I've written here before about the tragedy of lost books -- and that prior to the invention of the printing press, the great likelihood is that most of the books ever written no longer exist.

It's not the overall loss of information, per se, that bothers me.  We certainly have access now to far more extensive information about the universe in which we live than at any time in history.  It's two things that are the real source of grief for me; the loss of knowledge of our own history, and the loss of seeing how the universe looked as filtered through other minds.  Each book is not only a record, it's a glimpse into the soul of the author.

When all of an author's books are gone, in a very real way, (s)he has been erased completely.

The extent to which ancient literature has been lost was driven home to me by the discovery that there are a bunch of instances of writing -- books, letters, poetry, codes of law, and so forth -- that are referenced in the Bible, but for which the originals have been lost.  Despite having read the Bible rather carefully (more than once), I honestly didn't know this.  Perhaps the fact that the references are generally made in passing, and (obviously, now that I know all this) alluding to no-longer-extant works I'd never heard of, the passages slipped by without my noticing.

Don't you have to wonder what was in those works that were referenced by the writers of the canonical books of the Bible, but which seem to have vanished forever?

Here are a few of the more interesting examples:

The Book of Jasher (Sefer HaYashar) is referenced twice -- in Joshua 10:13 ("And the Sun stood still, and the Moon stayed, until the people had avenged themselves on their enemies.  Is this not written in Sefer HaYashar?") and in in 2 Samuel 1:18 ("To teach the sons of Judah the use of the bow.  Behold, it is written in the Book of Jasher.").  It's even more mysterious than it might seem; the translation of קָ֑שֶׁת, qāšeṯ, here rendered as "bow," may not have meant a bow as in a bow and arrow, but a name for a stylized form of lamentation.  There have been a number of instances of people "finding" the Book of Jasher that have been quickly identified as forgeries; what the original said is anyone's guess.

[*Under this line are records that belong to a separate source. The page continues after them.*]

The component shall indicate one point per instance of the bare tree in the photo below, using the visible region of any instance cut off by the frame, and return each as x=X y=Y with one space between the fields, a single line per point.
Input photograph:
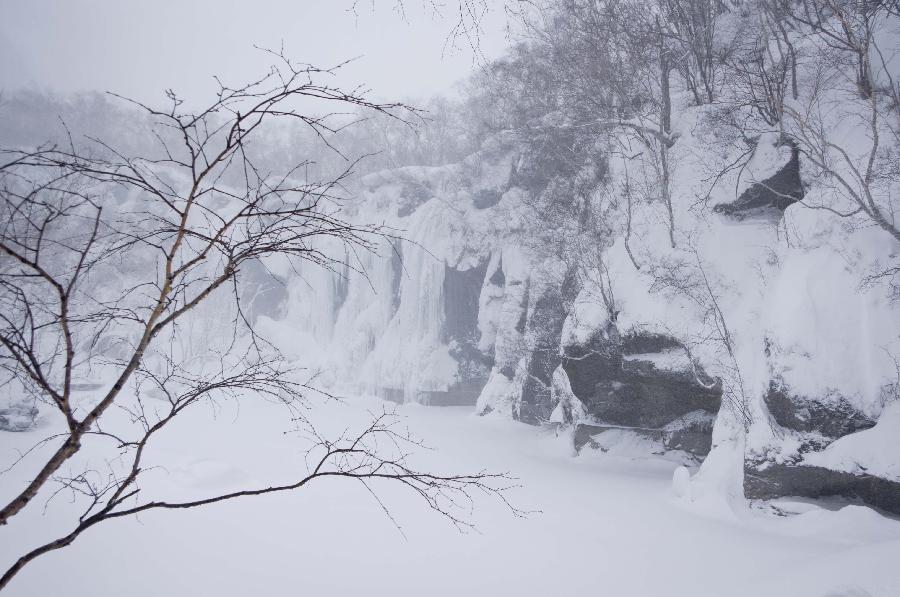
x=111 y=263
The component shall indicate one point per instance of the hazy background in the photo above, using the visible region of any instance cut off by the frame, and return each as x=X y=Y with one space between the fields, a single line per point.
x=139 y=49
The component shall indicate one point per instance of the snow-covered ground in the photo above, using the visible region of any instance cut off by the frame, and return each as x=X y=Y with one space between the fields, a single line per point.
x=608 y=525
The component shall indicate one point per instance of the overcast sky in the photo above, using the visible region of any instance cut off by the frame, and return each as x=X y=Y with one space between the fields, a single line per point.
x=138 y=48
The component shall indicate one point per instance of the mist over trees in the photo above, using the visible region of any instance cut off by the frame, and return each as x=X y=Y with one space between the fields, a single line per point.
x=137 y=240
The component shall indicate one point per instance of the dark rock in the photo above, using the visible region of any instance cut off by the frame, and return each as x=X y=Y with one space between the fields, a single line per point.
x=646 y=343
x=462 y=289
x=834 y=417
x=769 y=198
x=486 y=198
x=396 y=276
x=691 y=433
x=672 y=406
x=395 y=395
x=585 y=432
x=18 y=417
x=635 y=393
x=464 y=393
x=544 y=329
x=498 y=278
x=779 y=480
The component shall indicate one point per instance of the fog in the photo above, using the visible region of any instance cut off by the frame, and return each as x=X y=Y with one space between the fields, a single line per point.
x=139 y=49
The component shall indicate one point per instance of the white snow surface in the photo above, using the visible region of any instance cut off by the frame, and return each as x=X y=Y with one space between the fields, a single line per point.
x=873 y=451
x=600 y=523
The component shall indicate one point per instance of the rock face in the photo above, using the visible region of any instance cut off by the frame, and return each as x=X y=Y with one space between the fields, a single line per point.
x=643 y=382
x=833 y=419
x=778 y=480
x=770 y=197
x=544 y=330
x=462 y=289
x=18 y=417
x=815 y=423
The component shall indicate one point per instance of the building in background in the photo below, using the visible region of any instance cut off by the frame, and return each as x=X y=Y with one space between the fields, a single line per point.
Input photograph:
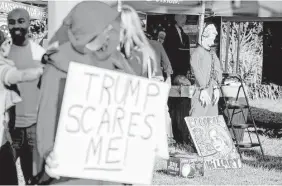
x=38 y=12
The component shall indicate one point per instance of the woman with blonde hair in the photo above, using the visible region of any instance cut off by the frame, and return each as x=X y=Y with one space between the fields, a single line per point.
x=138 y=50
x=135 y=45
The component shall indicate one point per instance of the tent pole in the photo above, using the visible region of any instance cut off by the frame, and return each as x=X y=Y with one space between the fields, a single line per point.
x=201 y=21
x=238 y=49
x=227 y=46
x=119 y=6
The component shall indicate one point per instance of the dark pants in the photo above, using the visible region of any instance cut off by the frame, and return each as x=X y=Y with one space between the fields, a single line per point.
x=24 y=140
x=8 y=170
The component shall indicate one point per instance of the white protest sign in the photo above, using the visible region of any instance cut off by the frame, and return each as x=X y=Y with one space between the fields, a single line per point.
x=110 y=125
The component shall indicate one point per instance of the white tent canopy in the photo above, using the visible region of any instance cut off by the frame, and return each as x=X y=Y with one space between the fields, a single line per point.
x=219 y=8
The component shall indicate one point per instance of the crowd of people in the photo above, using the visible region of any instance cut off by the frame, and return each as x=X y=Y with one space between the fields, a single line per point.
x=32 y=78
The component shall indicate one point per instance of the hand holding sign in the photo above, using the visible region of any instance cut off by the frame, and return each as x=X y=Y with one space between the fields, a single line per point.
x=51 y=163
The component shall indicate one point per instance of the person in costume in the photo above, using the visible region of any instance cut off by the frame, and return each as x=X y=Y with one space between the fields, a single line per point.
x=85 y=38
x=208 y=75
x=9 y=75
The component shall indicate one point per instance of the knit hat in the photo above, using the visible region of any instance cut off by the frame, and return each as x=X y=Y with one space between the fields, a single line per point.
x=85 y=21
x=2 y=37
x=209 y=30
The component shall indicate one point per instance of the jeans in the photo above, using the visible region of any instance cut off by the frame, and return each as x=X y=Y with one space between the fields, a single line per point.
x=8 y=170
x=24 y=140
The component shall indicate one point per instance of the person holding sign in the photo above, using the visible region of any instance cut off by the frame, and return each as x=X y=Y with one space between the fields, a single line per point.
x=84 y=38
x=137 y=47
x=10 y=75
x=208 y=75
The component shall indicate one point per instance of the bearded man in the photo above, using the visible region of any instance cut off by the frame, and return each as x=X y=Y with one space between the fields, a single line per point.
x=25 y=54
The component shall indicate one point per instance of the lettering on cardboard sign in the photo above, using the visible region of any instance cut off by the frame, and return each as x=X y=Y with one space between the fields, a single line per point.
x=223 y=164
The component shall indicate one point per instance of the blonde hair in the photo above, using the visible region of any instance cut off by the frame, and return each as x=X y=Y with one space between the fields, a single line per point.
x=134 y=37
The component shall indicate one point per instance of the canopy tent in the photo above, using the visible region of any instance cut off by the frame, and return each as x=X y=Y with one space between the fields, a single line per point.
x=256 y=8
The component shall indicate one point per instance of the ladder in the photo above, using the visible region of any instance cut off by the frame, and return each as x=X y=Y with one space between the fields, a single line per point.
x=234 y=106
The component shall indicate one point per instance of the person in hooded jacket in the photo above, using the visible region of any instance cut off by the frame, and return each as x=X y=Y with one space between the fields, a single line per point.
x=85 y=38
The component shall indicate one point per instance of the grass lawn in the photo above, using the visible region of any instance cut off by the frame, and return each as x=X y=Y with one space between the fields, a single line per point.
x=255 y=170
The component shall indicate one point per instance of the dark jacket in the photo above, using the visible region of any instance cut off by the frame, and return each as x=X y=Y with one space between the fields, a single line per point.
x=177 y=51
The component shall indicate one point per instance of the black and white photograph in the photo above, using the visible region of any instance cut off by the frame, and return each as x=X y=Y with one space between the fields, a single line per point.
x=147 y=92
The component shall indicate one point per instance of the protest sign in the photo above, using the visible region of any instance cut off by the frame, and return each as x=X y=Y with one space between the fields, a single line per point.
x=110 y=125
x=213 y=142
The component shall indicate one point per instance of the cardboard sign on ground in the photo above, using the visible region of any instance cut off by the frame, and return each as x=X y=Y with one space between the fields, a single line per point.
x=110 y=126
x=213 y=142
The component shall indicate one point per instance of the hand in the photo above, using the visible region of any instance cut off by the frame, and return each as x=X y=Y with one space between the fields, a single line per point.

The Book of Shemaiah the Prophet and Story of the Prophet Iddo are both mentioned in the Second Book of Chronicles -- but the only thing we know about them are their titles.

The Book of the Acts of Solomon comes up in 1 Kings 11:41 -- "And the rest of the acts of Solomon, and all that he did, and his wisdom, are they not written in the Book of the Acts of Solomon?"  Well, it might well have been, but we'll never know, because the original is lost to history.

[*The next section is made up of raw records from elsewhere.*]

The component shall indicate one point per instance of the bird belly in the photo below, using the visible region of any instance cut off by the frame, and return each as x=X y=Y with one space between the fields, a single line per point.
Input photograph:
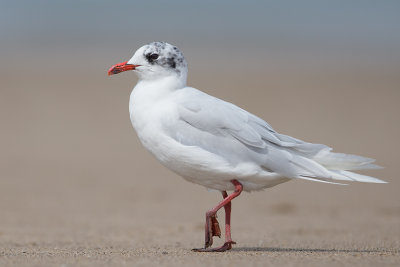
x=202 y=167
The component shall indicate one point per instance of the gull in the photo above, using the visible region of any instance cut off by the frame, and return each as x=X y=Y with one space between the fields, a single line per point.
x=217 y=144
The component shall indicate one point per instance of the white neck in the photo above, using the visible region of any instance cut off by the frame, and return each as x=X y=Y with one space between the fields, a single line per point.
x=146 y=92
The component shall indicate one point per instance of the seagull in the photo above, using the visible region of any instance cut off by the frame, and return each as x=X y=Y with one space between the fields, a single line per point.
x=217 y=144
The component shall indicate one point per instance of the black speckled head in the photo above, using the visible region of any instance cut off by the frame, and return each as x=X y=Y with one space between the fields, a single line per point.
x=158 y=60
x=165 y=55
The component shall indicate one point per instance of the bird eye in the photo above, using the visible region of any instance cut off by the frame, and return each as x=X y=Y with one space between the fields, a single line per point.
x=154 y=56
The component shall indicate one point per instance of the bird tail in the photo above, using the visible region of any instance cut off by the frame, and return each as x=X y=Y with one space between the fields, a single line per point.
x=340 y=166
x=326 y=166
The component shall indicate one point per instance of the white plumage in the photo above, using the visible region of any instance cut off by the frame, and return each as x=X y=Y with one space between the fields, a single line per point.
x=210 y=142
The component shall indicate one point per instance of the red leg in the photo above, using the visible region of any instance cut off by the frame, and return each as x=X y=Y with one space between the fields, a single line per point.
x=212 y=226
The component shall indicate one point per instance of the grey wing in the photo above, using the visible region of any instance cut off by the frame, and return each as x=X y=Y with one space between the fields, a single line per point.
x=239 y=136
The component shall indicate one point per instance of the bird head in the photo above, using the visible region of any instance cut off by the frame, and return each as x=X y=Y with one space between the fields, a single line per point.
x=153 y=61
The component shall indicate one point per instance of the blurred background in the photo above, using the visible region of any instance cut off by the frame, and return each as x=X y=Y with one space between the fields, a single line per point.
x=71 y=166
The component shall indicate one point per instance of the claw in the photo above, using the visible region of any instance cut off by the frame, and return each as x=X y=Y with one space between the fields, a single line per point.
x=215 y=230
x=224 y=247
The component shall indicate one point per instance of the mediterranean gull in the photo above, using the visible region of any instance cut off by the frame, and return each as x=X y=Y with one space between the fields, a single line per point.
x=216 y=144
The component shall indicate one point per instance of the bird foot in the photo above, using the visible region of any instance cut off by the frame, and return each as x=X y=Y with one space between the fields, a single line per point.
x=224 y=247
x=212 y=229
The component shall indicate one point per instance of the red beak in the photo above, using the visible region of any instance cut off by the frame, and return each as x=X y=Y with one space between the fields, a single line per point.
x=120 y=67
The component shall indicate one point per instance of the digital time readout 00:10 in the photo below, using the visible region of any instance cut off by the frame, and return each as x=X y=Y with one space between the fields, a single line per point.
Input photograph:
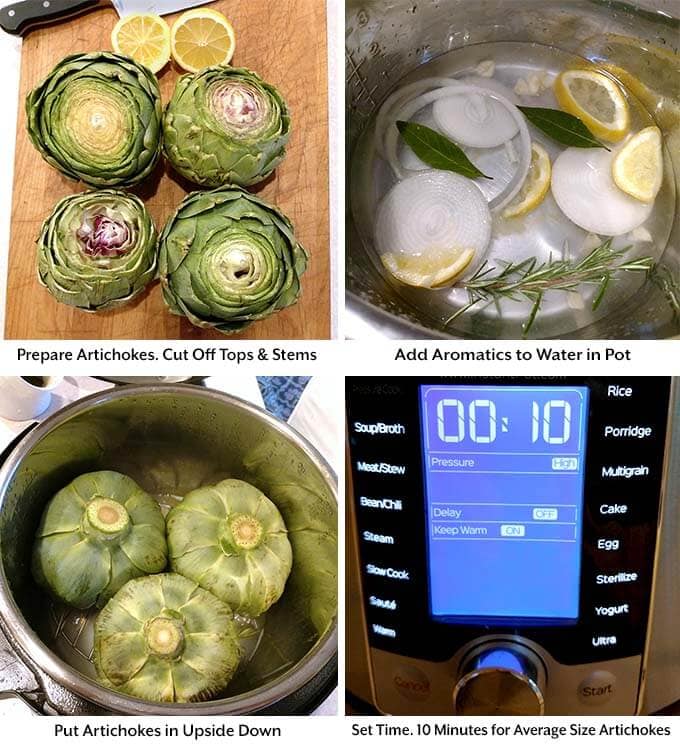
x=530 y=418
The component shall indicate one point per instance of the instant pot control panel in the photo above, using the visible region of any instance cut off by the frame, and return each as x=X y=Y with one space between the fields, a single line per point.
x=507 y=536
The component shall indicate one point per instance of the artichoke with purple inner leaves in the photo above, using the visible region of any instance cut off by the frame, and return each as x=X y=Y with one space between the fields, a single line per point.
x=97 y=250
x=225 y=125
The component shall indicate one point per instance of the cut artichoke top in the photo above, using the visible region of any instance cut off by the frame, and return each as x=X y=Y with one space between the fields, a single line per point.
x=164 y=638
x=225 y=125
x=97 y=250
x=96 y=534
x=228 y=258
x=231 y=540
x=97 y=118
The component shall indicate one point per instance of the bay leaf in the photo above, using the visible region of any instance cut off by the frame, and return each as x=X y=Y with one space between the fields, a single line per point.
x=437 y=150
x=562 y=127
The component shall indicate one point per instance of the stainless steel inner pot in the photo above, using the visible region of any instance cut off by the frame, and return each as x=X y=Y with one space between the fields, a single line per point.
x=170 y=439
x=388 y=39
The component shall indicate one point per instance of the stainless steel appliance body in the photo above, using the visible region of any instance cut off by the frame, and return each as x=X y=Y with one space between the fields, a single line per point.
x=171 y=439
x=387 y=40
x=438 y=559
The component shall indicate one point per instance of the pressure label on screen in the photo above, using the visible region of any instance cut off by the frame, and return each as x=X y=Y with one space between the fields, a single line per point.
x=504 y=471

1 Chronicles 29:29 mentioned two lost books, and perhaps a third, in a single sentence: "Now the acts of David the king, first and last, behold, they are written in the Book of Samuel the Seer, and in the Book of Nathan the Prophet, and in the Book of Gad the Seer."  The first, the Book of Samuel the Seer, may refer to 1 and 2 Samuel, canonical books of the Old Testament; biblical scholars are divided on the point.  What's certain that the Book of Nathan and the Book of Gad are both lost.

Also mentioned in Chronicles -- 2 Chronicles 26:22, to be specific -- is the Book of the Acts of Uzziah.  All we know of it is its title.

There's even an example from the New Testament.  In Colossians 4:16, Paul writes, "And when this letter has been read among you, have it read also in the church of the Laodiceans; and see that you read also the letter from Laodicea."  There is no Epistle to the Laodiceans -- at least, there isn't now.

I bring this up to highlight how much of the written word we've lost over time.  If a work considered by many to be sacred, which has been carefully preserved and copied and treasured and hidden away when times were bad, still has pieces that have been lost forever, consider how much more of the world's literature is simply... gone.  Plays, stories, histories, scientific texts, maps, poems.  The majority of the creative output of the human race no longer exists.

Sorry to get all maudlin.  But it's why the end of Umberto Eco's The Name of the Rose gets me every damn time.


I know it's the way of all things; nothing lasts forever.  But the magnitude of the loss is just staggering.  Like Brother William and Brother Adso at the end of Eco's book, we are left with only a handful of fragments.  It's that sense that gives the book its name, and it seems a fitting way to end this rather elegiac piece: "Stat rosa pristina nomine, nomina nuda tenemus.

"The rose of old remains only in its name; all we are left with in the end are naked names."